CUBA NEWS
May 29, 2007

Spanish Airline Removes Racy Cuba Ad

Spanish Airline Removes Ad Criticized As Promoting Sexual Tourism to Cuba

By Daniel Woolls, Associated Press Writer, May 23, 2007. Yahoo! News.

MADRID, Spain (AP) -- The Spanish airline Iberia has withdrawn a cartoon ad that depicts a baby boy frolicking on a beach with buxom black Cuban ladies after consumer groups complained it is insulting to women and encourages sexual tourism.

The pair of women -- with exaggerated lips and tiny, tight shorts on broad hips -- massage and pamper the white Spanish infant after he arrives in Havana on a free trip from Iberia. At one point, lounging at a seaside bar, he sings "Come on honey, take me to the crib."

Iberia's web site ran the video as part of a contest offering free trips to celebrate the site's 10th anniversary. The clip was yanked last week after less than 10 days on the page, following a complaint by the Federation of Consumers in Action, although it has resurfaced on YouTube.

Ileana Fuentes, executive director of the Miami-based Cuban Feminist Network, said the cartoon plays to the idea that for Spanish men, Cuba is the place to go for easy sex with poor, black women.

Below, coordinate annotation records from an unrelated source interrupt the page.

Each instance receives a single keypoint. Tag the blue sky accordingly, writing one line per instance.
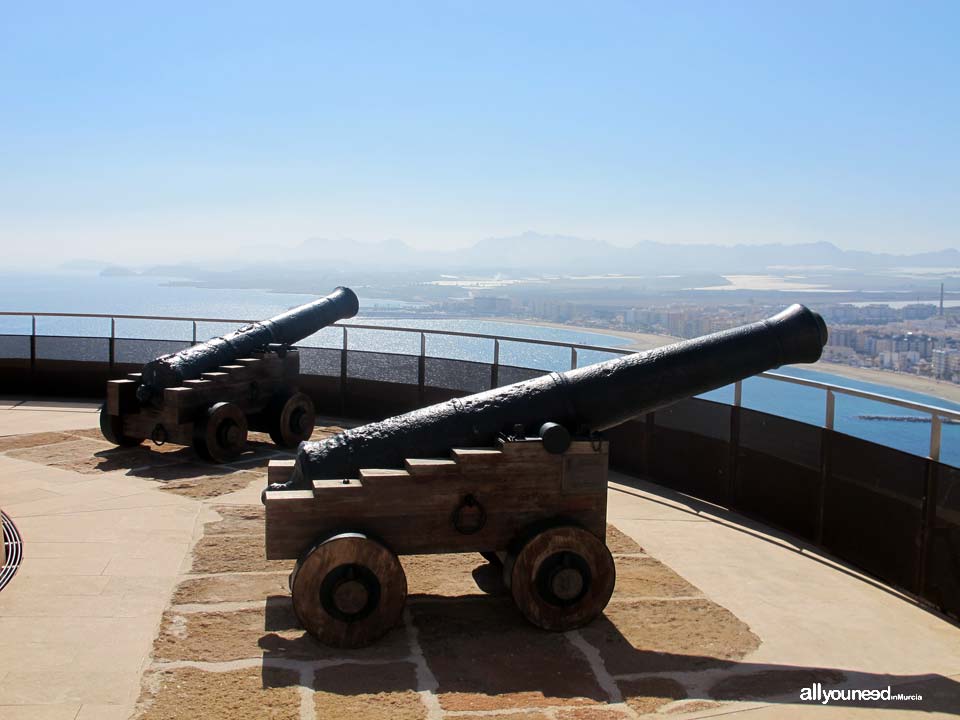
(125, 126)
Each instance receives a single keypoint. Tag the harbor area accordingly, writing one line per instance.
(143, 592)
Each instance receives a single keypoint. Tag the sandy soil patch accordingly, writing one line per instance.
(206, 486)
(645, 577)
(371, 692)
(619, 542)
(17, 442)
(231, 588)
(85, 456)
(188, 694)
(272, 632)
(451, 575)
(664, 635)
(773, 682)
(647, 695)
(234, 553)
(485, 656)
(237, 520)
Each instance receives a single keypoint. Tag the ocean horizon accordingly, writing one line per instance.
(139, 295)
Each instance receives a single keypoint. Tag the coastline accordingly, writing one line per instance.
(928, 386)
(639, 341)
(902, 381)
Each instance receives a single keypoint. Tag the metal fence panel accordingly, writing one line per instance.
(872, 508)
(385, 367)
(320, 361)
(457, 375)
(15, 347)
(139, 352)
(87, 349)
(508, 374)
(942, 583)
(701, 417)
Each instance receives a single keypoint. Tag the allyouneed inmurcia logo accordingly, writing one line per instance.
(816, 693)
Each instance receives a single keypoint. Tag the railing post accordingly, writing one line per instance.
(422, 367)
(733, 460)
(826, 451)
(33, 350)
(113, 348)
(935, 427)
(343, 374)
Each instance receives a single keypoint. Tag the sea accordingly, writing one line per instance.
(140, 295)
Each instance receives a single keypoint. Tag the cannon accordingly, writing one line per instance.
(517, 473)
(210, 394)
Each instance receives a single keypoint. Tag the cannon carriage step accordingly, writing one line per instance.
(215, 411)
(210, 394)
(544, 513)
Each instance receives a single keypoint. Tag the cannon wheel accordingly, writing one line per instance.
(290, 419)
(562, 578)
(221, 434)
(349, 591)
(111, 427)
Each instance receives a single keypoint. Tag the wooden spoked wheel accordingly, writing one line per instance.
(221, 434)
(111, 427)
(349, 590)
(291, 419)
(562, 578)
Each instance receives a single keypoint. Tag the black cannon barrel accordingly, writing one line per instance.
(592, 398)
(284, 329)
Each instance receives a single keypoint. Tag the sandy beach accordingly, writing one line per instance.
(928, 386)
(644, 341)
(638, 341)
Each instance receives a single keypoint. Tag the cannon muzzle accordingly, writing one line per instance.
(592, 398)
(284, 329)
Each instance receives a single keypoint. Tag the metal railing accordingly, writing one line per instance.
(937, 414)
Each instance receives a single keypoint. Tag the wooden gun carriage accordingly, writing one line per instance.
(464, 476)
(543, 513)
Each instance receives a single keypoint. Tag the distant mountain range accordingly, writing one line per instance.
(537, 253)
(534, 254)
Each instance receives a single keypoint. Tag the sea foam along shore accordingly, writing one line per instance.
(894, 380)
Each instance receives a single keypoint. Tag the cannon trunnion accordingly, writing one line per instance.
(543, 514)
(211, 394)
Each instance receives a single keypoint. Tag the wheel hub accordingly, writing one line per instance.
(563, 578)
(296, 420)
(230, 434)
(350, 592)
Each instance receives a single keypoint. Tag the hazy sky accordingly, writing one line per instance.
(150, 133)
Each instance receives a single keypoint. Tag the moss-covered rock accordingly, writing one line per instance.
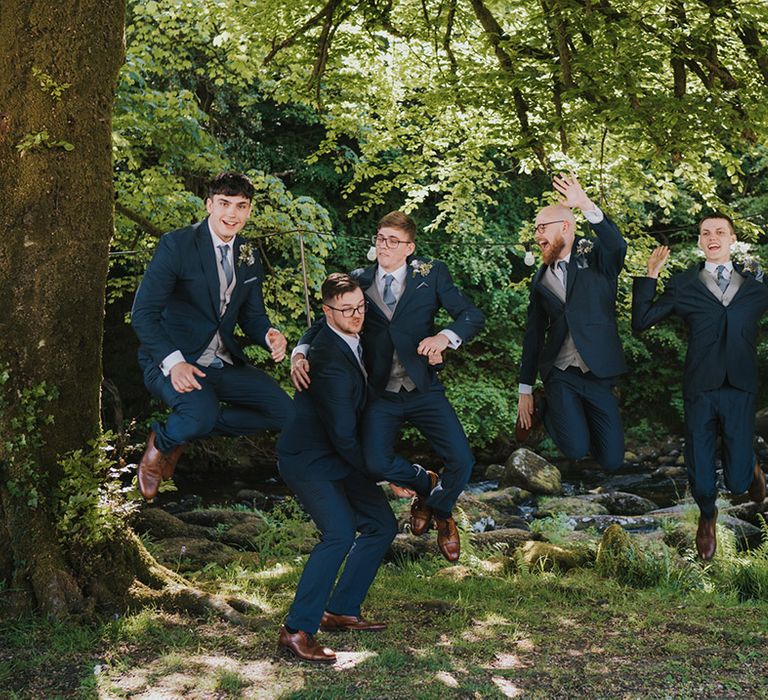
(569, 505)
(529, 471)
(544, 556)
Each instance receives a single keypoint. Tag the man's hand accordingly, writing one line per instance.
(300, 371)
(572, 191)
(656, 261)
(183, 377)
(401, 491)
(435, 358)
(525, 410)
(433, 346)
(277, 343)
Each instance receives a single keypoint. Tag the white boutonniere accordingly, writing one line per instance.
(421, 267)
(584, 247)
(247, 255)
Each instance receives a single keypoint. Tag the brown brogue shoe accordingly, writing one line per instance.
(706, 537)
(343, 623)
(304, 647)
(521, 433)
(448, 539)
(421, 513)
(169, 461)
(756, 489)
(151, 469)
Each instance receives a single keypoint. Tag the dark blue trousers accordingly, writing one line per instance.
(339, 509)
(730, 413)
(582, 415)
(432, 414)
(234, 401)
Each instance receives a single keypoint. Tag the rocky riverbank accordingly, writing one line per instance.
(527, 509)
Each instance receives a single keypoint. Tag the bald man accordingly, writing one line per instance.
(571, 339)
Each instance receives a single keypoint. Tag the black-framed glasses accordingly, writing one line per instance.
(539, 228)
(387, 241)
(350, 311)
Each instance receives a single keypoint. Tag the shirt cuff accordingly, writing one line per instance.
(453, 340)
(171, 361)
(594, 216)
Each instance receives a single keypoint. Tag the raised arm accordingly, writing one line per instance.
(645, 311)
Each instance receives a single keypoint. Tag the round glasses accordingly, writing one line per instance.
(387, 241)
(540, 228)
(350, 311)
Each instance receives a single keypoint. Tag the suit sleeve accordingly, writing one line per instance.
(151, 298)
(252, 315)
(533, 340)
(312, 331)
(468, 320)
(645, 311)
(332, 392)
(612, 248)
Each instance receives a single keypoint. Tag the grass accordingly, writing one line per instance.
(490, 635)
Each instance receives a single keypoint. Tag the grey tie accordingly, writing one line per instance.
(564, 270)
(226, 265)
(389, 295)
(722, 280)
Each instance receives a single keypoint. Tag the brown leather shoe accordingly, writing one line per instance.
(169, 461)
(448, 538)
(756, 489)
(421, 513)
(706, 538)
(156, 467)
(304, 647)
(343, 623)
(521, 434)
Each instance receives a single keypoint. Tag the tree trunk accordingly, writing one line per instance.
(58, 69)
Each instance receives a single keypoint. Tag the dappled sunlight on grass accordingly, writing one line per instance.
(200, 677)
(446, 679)
(487, 628)
(507, 688)
(346, 660)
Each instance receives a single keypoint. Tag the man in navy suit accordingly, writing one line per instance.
(321, 459)
(201, 282)
(571, 339)
(721, 303)
(402, 351)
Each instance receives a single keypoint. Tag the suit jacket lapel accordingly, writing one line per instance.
(411, 285)
(573, 270)
(208, 262)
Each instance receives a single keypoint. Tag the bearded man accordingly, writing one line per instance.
(571, 339)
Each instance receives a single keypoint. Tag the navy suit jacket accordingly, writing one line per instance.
(321, 440)
(721, 339)
(413, 320)
(177, 303)
(589, 311)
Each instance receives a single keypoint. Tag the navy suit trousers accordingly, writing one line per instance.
(339, 509)
(582, 415)
(233, 401)
(731, 413)
(432, 414)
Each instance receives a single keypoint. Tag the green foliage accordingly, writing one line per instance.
(92, 503)
(285, 530)
(22, 417)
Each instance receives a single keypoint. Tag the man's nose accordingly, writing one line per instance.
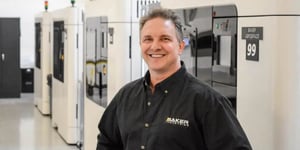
(156, 45)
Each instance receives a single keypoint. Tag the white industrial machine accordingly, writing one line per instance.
(112, 56)
(67, 89)
(268, 64)
(43, 54)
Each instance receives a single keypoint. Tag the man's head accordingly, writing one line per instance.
(161, 41)
(165, 14)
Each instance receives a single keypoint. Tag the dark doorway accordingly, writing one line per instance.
(10, 73)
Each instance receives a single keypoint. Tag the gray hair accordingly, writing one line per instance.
(166, 14)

"Obviously, it is an ad aimed at the male population. It is a male, white baby being told ... 'yeah, you can go to this island and these nice sexy, sexual black women will pamper you to death. They will do anything for you.' That is a sexual tourism ad of the subtle kind," Fuentes said from Miami.

She lambasted the ad as sexist, racist and colonialist, saying it uses "the black female Cuban body as bait for increased air fare sales. That is what it is."

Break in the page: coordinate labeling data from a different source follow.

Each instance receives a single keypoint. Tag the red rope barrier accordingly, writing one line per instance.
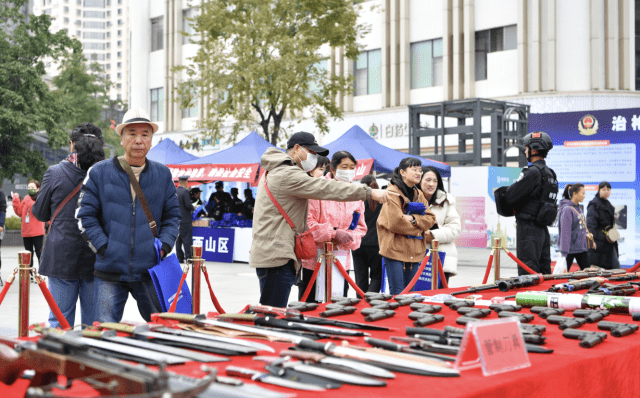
(520, 263)
(172, 309)
(4, 291)
(486, 274)
(213, 296)
(52, 304)
(307, 291)
(348, 278)
(417, 275)
(445, 285)
(634, 268)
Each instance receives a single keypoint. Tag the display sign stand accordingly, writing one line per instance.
(496, 346)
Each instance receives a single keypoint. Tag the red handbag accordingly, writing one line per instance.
(305, 245)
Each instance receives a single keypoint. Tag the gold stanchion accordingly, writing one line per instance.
(497, 246)
(328, 261)
(24, 269)
(196, 262)
(435, 260)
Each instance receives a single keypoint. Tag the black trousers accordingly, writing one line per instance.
(185, 239)
(534, 247)
(367, 263)
(581, 258)
(33, 243)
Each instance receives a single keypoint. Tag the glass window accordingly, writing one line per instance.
(156, 34)
(367, 73)
(157, 102)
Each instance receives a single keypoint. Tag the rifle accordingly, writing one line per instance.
(54, 356)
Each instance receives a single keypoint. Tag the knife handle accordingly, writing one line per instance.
(303, 355)
(312, 345)
(242, 372)
(387, 345)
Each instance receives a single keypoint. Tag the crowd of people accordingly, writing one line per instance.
(111, 220)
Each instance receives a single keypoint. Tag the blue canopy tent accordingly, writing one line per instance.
(362, 146)
(248, 150)
(168, 152)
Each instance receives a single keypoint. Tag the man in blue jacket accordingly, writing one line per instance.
(113, 223)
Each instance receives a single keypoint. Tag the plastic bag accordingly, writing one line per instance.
(561, 265)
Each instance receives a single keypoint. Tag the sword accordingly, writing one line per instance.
(322, 372)
(396, 364)
(180, 341)
(112, 336)
(205, 336)
(269, 379)
(201, 320)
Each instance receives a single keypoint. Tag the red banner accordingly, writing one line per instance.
(363, 167)
(215, 172)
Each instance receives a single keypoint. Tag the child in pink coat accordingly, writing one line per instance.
(331, 221)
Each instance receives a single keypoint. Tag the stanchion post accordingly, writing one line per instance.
(196, 262)
(497, 247)
(328, 261)
(24, 261)
(435, 260)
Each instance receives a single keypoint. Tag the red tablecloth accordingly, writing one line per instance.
(607, 370)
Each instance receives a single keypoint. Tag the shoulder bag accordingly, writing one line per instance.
(590, 242)
(305, 246)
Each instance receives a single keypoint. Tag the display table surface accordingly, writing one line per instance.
(609, 369)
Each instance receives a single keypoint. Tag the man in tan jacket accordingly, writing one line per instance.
(272, 250)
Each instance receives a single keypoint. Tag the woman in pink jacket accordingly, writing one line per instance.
(331, 221)
(32, 229)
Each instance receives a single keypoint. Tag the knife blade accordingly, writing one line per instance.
(322, 372)
(396, 364)
(269, 379)
(339, 362)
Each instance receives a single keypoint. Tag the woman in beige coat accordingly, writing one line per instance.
(447, 219)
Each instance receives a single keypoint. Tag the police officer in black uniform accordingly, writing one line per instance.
(533, 197)
(185, 237)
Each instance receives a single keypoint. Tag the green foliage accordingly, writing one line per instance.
(258, 59)
(12, 223)
(26, 103)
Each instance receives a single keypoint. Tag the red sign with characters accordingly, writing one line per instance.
(497, 346)
(215, 172)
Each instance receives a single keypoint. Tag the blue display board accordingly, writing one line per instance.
(591, 147)
(217, 243)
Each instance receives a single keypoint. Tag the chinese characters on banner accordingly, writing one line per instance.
(215, 172)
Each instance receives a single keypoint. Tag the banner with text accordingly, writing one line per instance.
(216, 172)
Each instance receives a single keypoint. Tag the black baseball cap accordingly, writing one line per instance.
(308, 141)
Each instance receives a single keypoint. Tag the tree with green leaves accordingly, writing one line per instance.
(258, 59)
(26, 103)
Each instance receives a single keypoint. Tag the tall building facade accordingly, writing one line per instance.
(557, 56)
(102, 26)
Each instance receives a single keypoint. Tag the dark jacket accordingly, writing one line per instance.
(116, 228)
(371, 218)
(601, 217)
(572, 235)
(65, 254)
(186, 207)
(3, 208)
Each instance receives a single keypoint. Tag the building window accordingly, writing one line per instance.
(493, 40)
(157, 102)
(367, 71)
(94, 3)
(93, 14)
(187, 25)
(426, 64)
(156, 34)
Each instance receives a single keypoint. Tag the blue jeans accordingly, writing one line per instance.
(66, 292)
(275, 284)
(399, 274)
(112, 296)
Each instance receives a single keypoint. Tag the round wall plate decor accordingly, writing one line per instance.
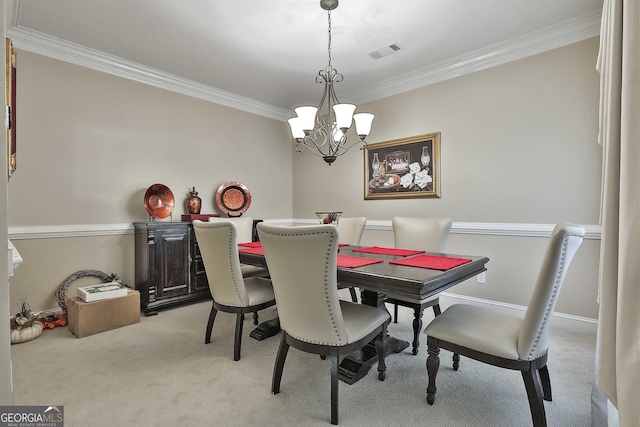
(233, 198)
(159, 201)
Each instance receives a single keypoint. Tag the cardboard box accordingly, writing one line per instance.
(89, 318)
(102, 291)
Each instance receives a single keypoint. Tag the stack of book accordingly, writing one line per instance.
(102, 291)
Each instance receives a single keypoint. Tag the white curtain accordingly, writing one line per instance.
(618, 348)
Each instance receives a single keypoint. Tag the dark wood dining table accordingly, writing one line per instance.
(375, 281)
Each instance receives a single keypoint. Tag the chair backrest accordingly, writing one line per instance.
(219, 248)
(565, 241)
(350, 230)
(244, 227)
(302, 266)
(429, 234)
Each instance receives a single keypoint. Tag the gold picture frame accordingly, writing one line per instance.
(403, 168)
(10, 112)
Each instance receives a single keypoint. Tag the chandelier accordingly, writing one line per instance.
(324, 132)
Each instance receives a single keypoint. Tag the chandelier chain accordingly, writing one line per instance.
(329, 44)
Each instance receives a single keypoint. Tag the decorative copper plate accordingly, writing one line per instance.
(159, 201)
(233, 198)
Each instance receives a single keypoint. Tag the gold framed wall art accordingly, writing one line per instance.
(10, 113)
(403, 168)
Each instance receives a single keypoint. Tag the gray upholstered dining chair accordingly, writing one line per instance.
(428, 234)
(303, 265)
(244, 227)
(230, 291)
(504, 340)
(350, 232)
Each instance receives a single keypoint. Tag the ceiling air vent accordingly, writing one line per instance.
(385, 51)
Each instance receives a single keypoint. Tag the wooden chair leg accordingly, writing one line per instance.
(380, 350)
(534, 393)
(212, 318)
(237, 345)
(433, 363)
(417, 327)
(436, 310)
(334, 389)
(354, 295)
(283, 349)
(546, 383)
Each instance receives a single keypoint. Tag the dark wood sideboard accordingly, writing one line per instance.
(169, 269)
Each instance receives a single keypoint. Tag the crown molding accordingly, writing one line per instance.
(562, 34)
(45, 45)
(565, 33)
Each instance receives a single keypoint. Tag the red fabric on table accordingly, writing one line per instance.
(251, 244)
(432, 262)
(347, 261)
(253, 251)
(389, 251)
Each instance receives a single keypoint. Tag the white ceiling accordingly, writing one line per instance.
(263, 56)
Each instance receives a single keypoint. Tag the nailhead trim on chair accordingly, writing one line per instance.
(233, 277)
(553, 297)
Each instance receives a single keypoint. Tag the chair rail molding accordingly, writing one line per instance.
(479, 228)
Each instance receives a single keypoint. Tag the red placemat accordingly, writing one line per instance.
(389, 251)
(432, 262)
(347, 261)
(253, 251)
(251, 244)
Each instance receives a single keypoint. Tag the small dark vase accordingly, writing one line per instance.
(193, 202)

Other cartoons in the Iberia ad campaign showed a sheep winning a trip to New York and singing rap songs with young black men, and a vacuum cleaner being transported to Buenos Aires for tango dancing. They apparently raised no stink. Only the Cuba ad did.


An Iberia official speaking on condition of anonymity said it was only meant to be amusing and the company withdrew it as soon as complaints started coming in. "We do not want to offend anyone," the official said.

The Federation of Consumers in Action said the ad violates a 1988 Spanish advertising law that makes it illegal to insult specific groups of people. In this case, the victims are Cuban women and women in general who work in the tourism industry, said federation spokesman Ruben Sanchez.

He said it was certainly not Iberia's intention to encourage sexual tourism to Cuba, but the effect was to give the wrong idea about the island nation and its women.

"The effect is to perpetuate the denigrating cliche that Cuba is a country where there is a high level of prostitution or where women are waiting around for tourists to arrive and be at their disposal. And that is not the case," Sanchez said from Seville.